MARIN COUNTY (KPIX 5) -- A species of salmon on the brink of extinction is getting a second chance at Muir Woods as park officials work to restore the fish's habitat.

Redwood Creek runs through the heart of Muir Woods, one of the most environmentally sensitive areas in the entire Bay Area. The creek is about to be drained and restored, all to protect endangered baby Coho salmon.

"We're undoing some of the damage to the park that was done in the 1930s, when the Park Service had a different idea how to manage creeks and forest," said Muir Woods Supervising Park Ranger Cassie Anderson.

During the Great Depression, giant boulders and concrete blocks were placed on some sections of the creek banks.
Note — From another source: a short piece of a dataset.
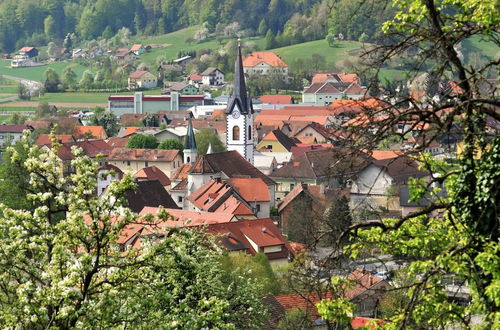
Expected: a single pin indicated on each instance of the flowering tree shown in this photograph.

Now, to reach those stones, heavy equipment will drive down the creek bed to replace the rocks in the creek.

But first, the water must be drained. And that means endangered baby Coho salmon must be saved.

"It's terrible habitat for Coho, and Coho are federally endangered. Their numbers are really low, especially here on the central California Coast," explains Anderson.

The restoration project will cost nearly a million dollars and is expected to take three years to complete, with breaks in the schedule for spawning.

"The irony here is that we are really not building what they need but undoing! Undoing the constraints that were built in the 20th century," said Restoration Project Manager Carolyn Shoulders.

Biologist will continue netting sections of the creek for several weeks. The juvenile salmon fry are transported in buckets and released by hand up stream in safer waters until the work is completed.